Investing In Your Golden Years

By sarikamurty | December 18, 2015

Investing In Your Golden Years

How many times have you had those dreams of sitting on your front porch leisurely sipping a cup of coffee when you are old and grey? No harm in looking at your twilight years through rose-tinted glasses. Nevertheless, make sure you have invested smartly to live with dignity and grace for the rest of your life.

A stitch in time saves nine. With a plethora of investment strategies on offer in the market, it is pertinent that you examine each one of them carefully before choosing the one which best fits your financial requirements and needs. Draw up your plans now to know where you are headed.

Building a retirement corpus

Ideally, a smart investor would look for a combination of high inflation-adjusted returns and capital appreciation which will stand him in good stead.

Indians’ love for gold needs no introduction. India is the largest consumer of gold. The yellow metal is bought for almost all auspicious occasions and is traditionally considered a good investment. But will it prove to be a good investment for senior citizens as well?

The yellow metal is widely considered as a good hedge against inflation. Nevertheless, there is a view that gold is highly speculative in that it goes through peaks and valleys and, therefore, not an ideal hedge against inflation in the long-run.

 Build a diversified portfolio

A diversified portfolio must include a combination of investments including gold. Investing in Gold commodity Exchange Traded Funds (ETFs) is widely considered a better option. In ETFs, investors expose their investments to the performance of gold, sans ownership of any gold products.

The debt:equity:gold ratio will determine how balanced your portfolio really is to provide adequately for your retired life without any hassles.

Most common investment options

Investment Degree of risk Expected returns
PPF, EPF Very low Low to moderate
Fixed deposits Very low Low to moderate
Debt Funds Low Moderate
Stocks High High
ULIPS High to moderate Low to moderate
Equity mutual funds High High
ETFs Moderate High

 

  1. Public Provident Fund (PPF) and Employee Provident Fund (EPF)

PPF is a government scheme which provides annual returns. The amount is usually locked up for 15 years. You can, however, extend the account and withdraw up to 50% of corpus after seven years. In EPF, the employee contributes 12% of his pay (basic plus dearness allowance), while his employer makes an equal contribution. The rate of return is decided by the central board of trustees of the fund every year. The money can either be withdrawn on retirement or at the time of quitting an organisation. Both PPF and EPF are deducted from income. The redemption amount, however, is not taxable.
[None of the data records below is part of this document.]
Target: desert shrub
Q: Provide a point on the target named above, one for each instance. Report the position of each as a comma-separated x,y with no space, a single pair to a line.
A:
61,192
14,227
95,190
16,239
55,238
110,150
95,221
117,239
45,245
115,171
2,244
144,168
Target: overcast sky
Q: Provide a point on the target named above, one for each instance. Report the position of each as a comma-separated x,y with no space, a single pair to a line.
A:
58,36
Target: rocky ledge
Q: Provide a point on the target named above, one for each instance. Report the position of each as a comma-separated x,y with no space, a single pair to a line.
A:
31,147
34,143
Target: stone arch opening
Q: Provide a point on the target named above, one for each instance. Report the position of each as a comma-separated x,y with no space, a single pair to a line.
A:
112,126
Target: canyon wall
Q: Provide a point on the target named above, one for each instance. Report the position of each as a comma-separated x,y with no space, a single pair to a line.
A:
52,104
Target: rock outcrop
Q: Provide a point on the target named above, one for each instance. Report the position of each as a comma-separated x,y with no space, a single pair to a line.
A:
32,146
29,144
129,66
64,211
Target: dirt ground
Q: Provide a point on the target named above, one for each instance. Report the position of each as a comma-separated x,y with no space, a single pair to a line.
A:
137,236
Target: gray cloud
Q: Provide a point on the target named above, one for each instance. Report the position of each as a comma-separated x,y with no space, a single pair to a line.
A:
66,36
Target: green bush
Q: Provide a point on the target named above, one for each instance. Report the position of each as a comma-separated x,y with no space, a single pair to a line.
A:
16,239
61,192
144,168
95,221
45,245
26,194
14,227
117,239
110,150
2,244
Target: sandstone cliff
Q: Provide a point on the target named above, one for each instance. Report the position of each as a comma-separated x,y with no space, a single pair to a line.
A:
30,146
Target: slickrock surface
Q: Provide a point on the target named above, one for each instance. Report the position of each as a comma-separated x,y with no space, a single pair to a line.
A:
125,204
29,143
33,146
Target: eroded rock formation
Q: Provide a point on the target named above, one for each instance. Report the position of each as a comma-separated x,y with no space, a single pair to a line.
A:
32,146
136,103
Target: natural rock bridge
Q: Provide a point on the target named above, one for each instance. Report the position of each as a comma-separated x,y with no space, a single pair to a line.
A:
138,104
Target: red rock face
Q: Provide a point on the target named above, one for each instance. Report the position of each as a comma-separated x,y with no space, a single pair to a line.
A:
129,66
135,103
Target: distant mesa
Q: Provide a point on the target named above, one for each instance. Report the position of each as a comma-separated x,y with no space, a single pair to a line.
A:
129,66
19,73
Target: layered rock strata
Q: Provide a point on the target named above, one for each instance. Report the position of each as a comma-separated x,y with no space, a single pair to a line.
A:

2 .  National pension scheme (NPS)

Under NPS, a government scheme, you have to contribute Rs 6,000 a year in a tier-I and tier-II account. While the money in the tier-I account cannot be withdrawn until your retirement, there are no limits on withdrawals from the tier-II account.

3. Unit Linked Insurance Plans (ULIPs)

ULIP encompasses both investment and insurance products. Although ULIPs are more expensive than mutual funds, owing to lack of insurance cover in the former, the investor can save on mortality charges. Investment in ULIP pension plan is eligible for tax deduction. The proceeds are tax-free.

4. POMIS (Post Office Monthly Income Scheme)

Under POMIS, retirees can invest their retirement benefit and earn high annual interest rates at 8.4% with monthly interest-payouts. The maturity period is 5 years while the minimum investment is Rs.1500.

5. SCSS (Senior Citizen Saving Scheme)

Under this scheme, senior citizens get tax benefits. SCSS offers high rates of interest at 9.20% p.a and allows for premature closure as well.

6. NSC (National Saving Certificate)

Government employees and salaried classes can buy National Savings Certificates (NSCs) every month for five years. There is no maximum limit for investment. Rates of interest offered are 8.60% and 8.80% under NSC VIII and IX issue respectively.

7.  Fixed Deposit (FD)

For a period ranging from 15 days to 5 years and above, investors can earn a higher rate of interest in a fixed deposit compared to a regular savings account. Senior citizens avail of higher rates of interest. Deposits for 5 years and above get tax benefits.

8.  Reverse Mortgage

Retirees can liquidate their assets during their retirement i.e, a borrower puts his property that he owns (no loan) up for sale for which the bank pays him for a fixed tenure.

9.  Mutual Funds

A Systematic Investment Plan (SIP) in a diversified mutual fund portfolio encourages investors to save. The allocation pattern (large-cap, multi-cap, mid-cap, small cap funds and gold ETFs) is usually based on the investor’s risk appetite.

10. Stocks

Equity SIPs are a prudent investment choice in times of volatile stock market. SIPs allow small investments to be made over a period of time. It is affordable and provides the benefits of rupee cost averaging.